Typhoon Yinxing battered northern Philippines with floods and landslides before blowing away from the nation, leaving two airports damaged and aggravating a calamity caused by back-to-back storms that hit in recent weeks.
There were no immediate reports of casualties from Yinxing, the 13th major storm to hit the disaster-prone South-East Asian archipelago this year.
The typhoon, locally called Marce, was last tracked over the South China Sea about 100km west of the northern Philippine province of Ilocos Norte with sustained winds of up to 150 kph and gusts of up to 205kph, according to government forecasters.

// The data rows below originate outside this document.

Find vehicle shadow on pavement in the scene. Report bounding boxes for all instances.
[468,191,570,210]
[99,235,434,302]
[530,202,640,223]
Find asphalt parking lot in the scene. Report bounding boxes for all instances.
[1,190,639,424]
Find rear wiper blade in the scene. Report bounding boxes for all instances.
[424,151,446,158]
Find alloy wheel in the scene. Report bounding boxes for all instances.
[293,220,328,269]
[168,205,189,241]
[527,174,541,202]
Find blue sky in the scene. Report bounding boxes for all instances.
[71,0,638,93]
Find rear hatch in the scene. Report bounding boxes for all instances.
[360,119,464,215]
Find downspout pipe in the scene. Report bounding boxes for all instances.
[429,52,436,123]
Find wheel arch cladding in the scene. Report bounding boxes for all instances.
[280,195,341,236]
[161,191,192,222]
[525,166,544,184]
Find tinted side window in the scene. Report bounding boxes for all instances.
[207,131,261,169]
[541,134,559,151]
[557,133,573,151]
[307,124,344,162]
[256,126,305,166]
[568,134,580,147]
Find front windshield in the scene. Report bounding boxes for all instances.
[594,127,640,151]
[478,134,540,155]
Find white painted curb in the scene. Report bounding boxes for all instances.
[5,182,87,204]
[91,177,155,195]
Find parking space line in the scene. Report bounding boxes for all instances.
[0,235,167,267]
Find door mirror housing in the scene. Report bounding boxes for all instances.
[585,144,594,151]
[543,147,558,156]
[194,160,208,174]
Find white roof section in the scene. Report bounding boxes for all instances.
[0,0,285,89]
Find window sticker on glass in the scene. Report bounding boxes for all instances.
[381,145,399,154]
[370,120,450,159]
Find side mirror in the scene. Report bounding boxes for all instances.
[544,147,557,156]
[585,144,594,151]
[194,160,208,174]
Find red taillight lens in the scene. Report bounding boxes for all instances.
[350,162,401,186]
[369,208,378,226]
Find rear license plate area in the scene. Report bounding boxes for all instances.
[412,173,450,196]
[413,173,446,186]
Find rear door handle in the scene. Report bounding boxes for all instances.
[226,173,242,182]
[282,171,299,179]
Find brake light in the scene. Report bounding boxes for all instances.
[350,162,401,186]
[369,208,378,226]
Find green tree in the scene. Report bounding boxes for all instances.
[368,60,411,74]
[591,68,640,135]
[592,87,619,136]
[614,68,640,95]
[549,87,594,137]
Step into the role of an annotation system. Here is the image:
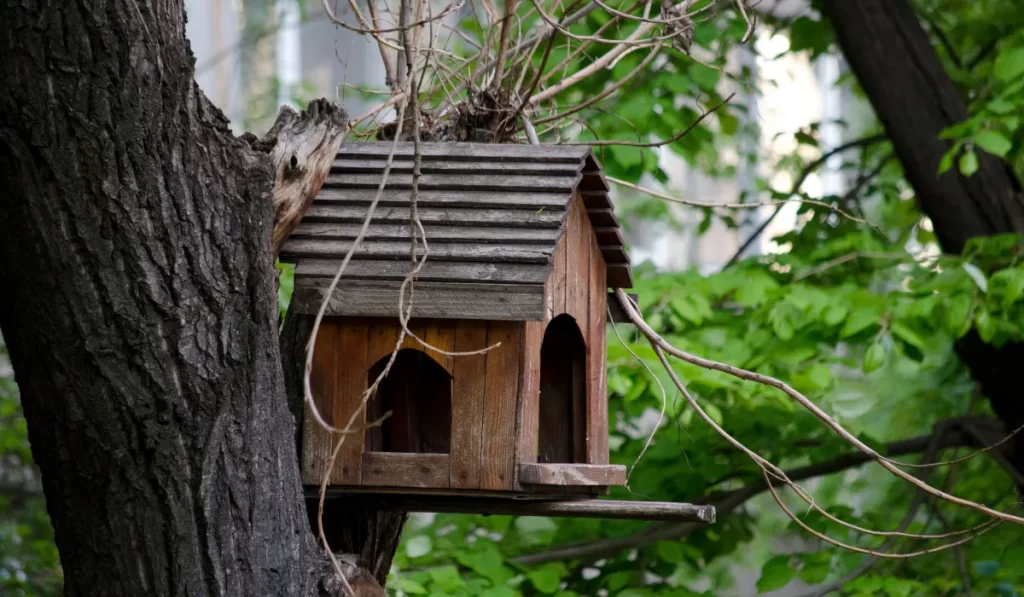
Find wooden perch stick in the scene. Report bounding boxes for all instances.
[326,494,716,523]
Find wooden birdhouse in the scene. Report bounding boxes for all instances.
[282,142,714,523]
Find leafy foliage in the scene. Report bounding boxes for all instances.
[0,339,62,595]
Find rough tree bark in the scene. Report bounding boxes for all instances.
[0,2,388,595]
[823,0,1024,472]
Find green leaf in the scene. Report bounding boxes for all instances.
[863,342,885,373]
[938,147,956,175]
[527,564,566,594]
[987,97,1016,115]
[481,587,517,597]
[890,322,927,350]
[976,309,996,343]
[605,571,631,591]
[405,535,432,559]
[656,540,684,564]
[807,363,832,389]
[608,145,644,171]
[840,308,879,338]
[757,555,795,593]
[689,64,721,91]
[429,566,465,593]
[392,578,429,595]
[718,112,739,135]
[994,47,1024,82]
[960,149,979,176]
[788,17,832,57]
[973,131,1012,157]
[455,545,510,585]
[794,131,818,147]
[823,304,848,327]
[514,516,557,545]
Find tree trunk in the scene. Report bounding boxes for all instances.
[0,2,375,595]
[823,0,1024,472]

It is expected to weaken further before hitting Vietnam.
The typhoon flooded villages, toppled trees and electricity poles, and damaged houses and buildings in Cagayan province, where Yinxing made landfall on Thursday afternoon, provincial officials said.
More than 40,000 villagers were evacuated to safer ground in the province.

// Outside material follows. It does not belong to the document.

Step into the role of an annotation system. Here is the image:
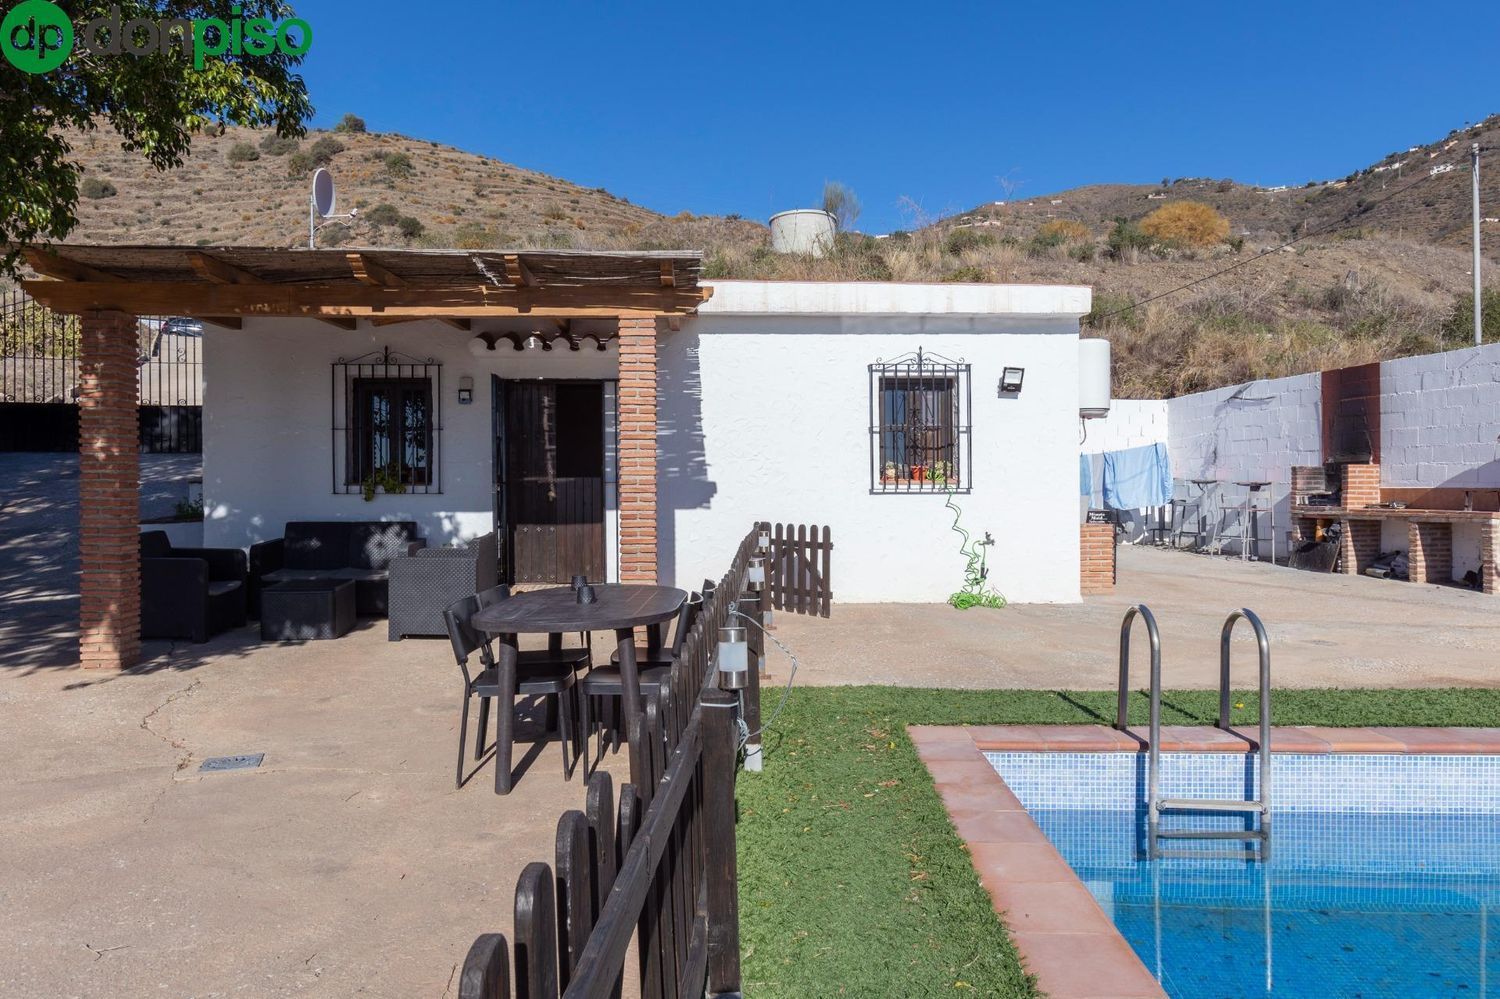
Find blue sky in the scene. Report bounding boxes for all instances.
[293,0,1499,233]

In the northernmost island province of Batanes, Gov Marilou Cayco said Yinxing’s fierce winds and rain blew away roofs of houses and damaged seaports and two domestic airport terminals.
More details of damage, including in two northern mountain towns hit by landslides, were expected after provinces battered by the typhoon complete an assessment, officials said.
The new damage will complicate recovery efforts from two powerful storms that lashed the northern region in recent weeks.
Tropical Storm Trami and Typhoon Kong-rey left at least 151 people dead in the Philippines and affected nearly nine million others, mostly in the northern and central provinces. More than 14bil pesos (RM1.2bil) in rice, corn and other crops and infrastructure were damaged.
Trami dumped one to two months’ worth of rain in just 24 hours in some regions.
In the hardest-hit province of Batangas, south of Manila, at least 61 people died in floods and landslides.
More than 630,000 people were still displaced due to Trami and Kong-rey as of Thursday, officials said, including 172,000 who remained in emergency shelters as Yinxing blew across the country’s mountainous north.